Well, the Milkens may have one less mouth to feed at least for the next three or four years - if prosecutors manage to convince U.S. District Court Judge Kimba Wood to put the main Milken breadwinner behind bars. In addition, the Milkens should really see an improvement in their cash flow once Milken can stop paying out an estimated $2 million a month in legal fees.
But, according to Milken's friends, money has never had much to do with the family's lifestyle or with what drove Milken to do billion-dollar deal upon deal.
"The money is a side issue. It has always been a side issue with Michael," said Martin Klein, a Manhattan attorney and a close friend of Milken and his younger brother, Lowell. "If you think he did things for the money, then you don't know him. Mike is a visionary who wanted to build for the future, who wanted to be a creator of jobs."
What many might see as an excess in wealth never translated into an excessive lifetsyle for Michael, his wife Lori and three children - Bari, 9, Lance, 14, and Gregory, 16.
"I have one house, one wife, one cat and one car," Milken was once quoted as saying. The line has since become a mantra for some of his friends when asked about what it must be like to be a self-made billionaire.
For more than 10 years, the Milkens have lived in a relatively unimpressive subdivision home with a pool on the former Clark Gable estate at the foot of the Santa Monica Mountains. The home is in the same Los Angeles district where Milken grew up and where most of his immediate family now live.
Though in very recent years Milken had a driver and Mercedes to ease the commute to his office, he had been content to drive himself in a Buick for years. The wheels were bought for him by Thomas Spiegel, the former chairman of Columbia Savings and Loan .
And for all the ambition that drove him to earn money - one friend said he had a deal with Drexel that always gave him a percentage of his department's revenues - Milken is undoubtedly a generous man.
He and his brother Lowell have a group of family foundations with assets estimated at about $350 million. In 1988 the foundations contributed $25 million to public schools in New York and Los Angeles, to cancer and epilepsy research - diseases that have reportedly affected the Milken family - and to other programs serving disadvantaged children.
Since he left Drexel in 1988, Michael Milken has spent time teaching math classes in public and Catholic schools and taking poor kids to the zoo and the circus.

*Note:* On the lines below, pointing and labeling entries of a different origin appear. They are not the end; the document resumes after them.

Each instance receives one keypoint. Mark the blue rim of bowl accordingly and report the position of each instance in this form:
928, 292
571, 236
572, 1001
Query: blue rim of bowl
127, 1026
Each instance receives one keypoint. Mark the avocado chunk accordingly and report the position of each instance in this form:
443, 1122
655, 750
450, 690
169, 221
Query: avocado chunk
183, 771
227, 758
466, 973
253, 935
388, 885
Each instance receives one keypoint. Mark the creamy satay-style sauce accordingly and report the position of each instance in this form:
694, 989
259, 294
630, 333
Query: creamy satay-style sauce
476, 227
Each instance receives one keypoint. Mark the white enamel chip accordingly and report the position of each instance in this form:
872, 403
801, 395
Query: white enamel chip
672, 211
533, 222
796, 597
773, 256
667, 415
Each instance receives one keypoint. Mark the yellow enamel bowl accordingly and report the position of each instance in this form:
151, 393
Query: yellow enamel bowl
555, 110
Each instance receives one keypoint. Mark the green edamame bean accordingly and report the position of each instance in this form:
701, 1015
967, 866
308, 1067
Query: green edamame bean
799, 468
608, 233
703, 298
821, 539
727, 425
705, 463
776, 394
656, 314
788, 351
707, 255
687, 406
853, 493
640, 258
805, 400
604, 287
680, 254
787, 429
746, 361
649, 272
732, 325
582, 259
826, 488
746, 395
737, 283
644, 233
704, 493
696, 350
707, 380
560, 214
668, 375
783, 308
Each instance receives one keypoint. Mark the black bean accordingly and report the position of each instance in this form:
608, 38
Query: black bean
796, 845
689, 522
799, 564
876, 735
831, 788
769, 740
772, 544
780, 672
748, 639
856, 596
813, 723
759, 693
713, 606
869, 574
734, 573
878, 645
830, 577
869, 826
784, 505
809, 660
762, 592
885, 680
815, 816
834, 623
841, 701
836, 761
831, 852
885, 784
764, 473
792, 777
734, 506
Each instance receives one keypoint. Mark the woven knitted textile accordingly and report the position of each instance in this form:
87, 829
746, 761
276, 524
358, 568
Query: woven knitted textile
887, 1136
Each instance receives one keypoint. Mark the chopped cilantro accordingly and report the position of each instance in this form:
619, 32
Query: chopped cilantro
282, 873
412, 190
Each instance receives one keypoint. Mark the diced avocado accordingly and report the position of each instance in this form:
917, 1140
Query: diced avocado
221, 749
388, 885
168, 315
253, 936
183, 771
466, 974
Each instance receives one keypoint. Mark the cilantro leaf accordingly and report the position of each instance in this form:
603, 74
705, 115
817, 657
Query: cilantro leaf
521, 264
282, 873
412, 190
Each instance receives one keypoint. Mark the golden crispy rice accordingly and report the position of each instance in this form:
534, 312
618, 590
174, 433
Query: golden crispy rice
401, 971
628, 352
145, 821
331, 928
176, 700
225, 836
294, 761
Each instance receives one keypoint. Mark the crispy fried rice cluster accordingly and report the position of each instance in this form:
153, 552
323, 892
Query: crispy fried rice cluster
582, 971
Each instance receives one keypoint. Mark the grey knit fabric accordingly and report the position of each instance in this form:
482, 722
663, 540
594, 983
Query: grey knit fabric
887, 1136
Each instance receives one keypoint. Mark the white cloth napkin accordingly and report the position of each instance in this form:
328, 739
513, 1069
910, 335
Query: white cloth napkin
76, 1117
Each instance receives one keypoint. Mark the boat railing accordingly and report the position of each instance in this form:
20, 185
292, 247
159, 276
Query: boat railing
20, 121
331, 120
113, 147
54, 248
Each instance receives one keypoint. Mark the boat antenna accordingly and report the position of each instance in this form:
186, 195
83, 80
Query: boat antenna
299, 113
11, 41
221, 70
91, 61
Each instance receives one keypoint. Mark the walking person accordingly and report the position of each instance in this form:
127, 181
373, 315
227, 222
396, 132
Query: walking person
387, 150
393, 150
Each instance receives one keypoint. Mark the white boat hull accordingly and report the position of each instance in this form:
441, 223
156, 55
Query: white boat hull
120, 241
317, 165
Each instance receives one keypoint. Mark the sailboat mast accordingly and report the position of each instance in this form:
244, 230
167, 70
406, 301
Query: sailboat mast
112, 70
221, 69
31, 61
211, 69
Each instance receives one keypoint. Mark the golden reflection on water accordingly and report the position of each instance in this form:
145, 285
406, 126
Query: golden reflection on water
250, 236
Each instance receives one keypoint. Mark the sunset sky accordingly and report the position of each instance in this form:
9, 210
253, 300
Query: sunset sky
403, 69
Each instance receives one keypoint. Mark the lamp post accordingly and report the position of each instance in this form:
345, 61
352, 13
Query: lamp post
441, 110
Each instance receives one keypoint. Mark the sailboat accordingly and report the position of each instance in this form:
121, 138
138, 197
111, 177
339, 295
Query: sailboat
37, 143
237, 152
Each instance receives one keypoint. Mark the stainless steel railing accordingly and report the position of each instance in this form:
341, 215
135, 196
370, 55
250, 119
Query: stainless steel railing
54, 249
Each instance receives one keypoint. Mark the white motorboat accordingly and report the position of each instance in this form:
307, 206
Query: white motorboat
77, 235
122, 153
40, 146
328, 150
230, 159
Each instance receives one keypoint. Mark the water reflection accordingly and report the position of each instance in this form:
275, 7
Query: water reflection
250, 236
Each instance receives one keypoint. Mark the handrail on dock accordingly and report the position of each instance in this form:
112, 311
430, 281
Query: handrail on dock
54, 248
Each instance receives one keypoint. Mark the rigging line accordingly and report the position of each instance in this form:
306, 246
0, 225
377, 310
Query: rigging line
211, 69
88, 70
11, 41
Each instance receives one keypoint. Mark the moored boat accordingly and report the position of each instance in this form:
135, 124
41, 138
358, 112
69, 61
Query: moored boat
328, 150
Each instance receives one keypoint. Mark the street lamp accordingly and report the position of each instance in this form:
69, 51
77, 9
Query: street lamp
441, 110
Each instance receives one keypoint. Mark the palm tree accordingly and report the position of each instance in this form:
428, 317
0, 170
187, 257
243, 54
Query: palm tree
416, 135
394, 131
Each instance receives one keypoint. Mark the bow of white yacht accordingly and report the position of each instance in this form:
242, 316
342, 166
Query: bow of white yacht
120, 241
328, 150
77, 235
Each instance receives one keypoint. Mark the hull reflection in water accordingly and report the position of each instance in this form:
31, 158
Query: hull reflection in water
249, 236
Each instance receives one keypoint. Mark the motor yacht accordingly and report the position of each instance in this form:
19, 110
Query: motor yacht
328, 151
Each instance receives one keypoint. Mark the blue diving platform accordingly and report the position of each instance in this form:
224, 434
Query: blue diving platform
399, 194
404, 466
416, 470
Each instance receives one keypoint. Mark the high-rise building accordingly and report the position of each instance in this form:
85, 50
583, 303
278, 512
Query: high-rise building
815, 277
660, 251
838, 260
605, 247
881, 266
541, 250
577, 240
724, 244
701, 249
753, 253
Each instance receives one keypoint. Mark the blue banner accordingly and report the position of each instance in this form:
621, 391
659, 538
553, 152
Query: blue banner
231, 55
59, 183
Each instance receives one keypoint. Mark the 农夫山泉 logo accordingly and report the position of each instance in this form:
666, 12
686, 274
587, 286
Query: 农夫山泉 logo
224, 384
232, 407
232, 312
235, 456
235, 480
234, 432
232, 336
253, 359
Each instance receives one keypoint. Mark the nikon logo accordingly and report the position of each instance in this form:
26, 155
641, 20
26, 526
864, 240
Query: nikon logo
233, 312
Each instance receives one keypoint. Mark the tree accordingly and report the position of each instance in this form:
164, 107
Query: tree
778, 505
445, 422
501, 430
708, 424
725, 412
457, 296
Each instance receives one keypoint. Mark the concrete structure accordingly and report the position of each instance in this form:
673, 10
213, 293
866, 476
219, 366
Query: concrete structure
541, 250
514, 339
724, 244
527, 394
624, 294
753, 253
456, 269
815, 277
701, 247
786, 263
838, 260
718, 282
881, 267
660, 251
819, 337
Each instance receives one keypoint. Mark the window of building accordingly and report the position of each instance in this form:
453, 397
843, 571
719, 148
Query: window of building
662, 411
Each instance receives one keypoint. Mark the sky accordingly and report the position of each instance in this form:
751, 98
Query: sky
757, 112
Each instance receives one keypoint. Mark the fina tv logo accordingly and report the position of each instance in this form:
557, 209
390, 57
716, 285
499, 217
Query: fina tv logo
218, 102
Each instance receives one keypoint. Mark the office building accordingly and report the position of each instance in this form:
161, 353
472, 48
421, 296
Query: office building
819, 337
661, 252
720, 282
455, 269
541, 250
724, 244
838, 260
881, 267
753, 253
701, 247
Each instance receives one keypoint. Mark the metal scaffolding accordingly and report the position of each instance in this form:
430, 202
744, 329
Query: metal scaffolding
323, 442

He has also spent time trying to build a new business - International Capital Access - a consulting firm that will help companies finance dreams of expansion.
Most friends and colleagues say it is premature to speculate what the future holds for Milken; jail is a very real possibility. He has been barred from the securities industry for life, but Klein stressed that Milken will have to work.
"He is an active man with a lot of dreams," Klein said, "and he will just have to find himself a place in a less regulated business environment than the securities industry has become."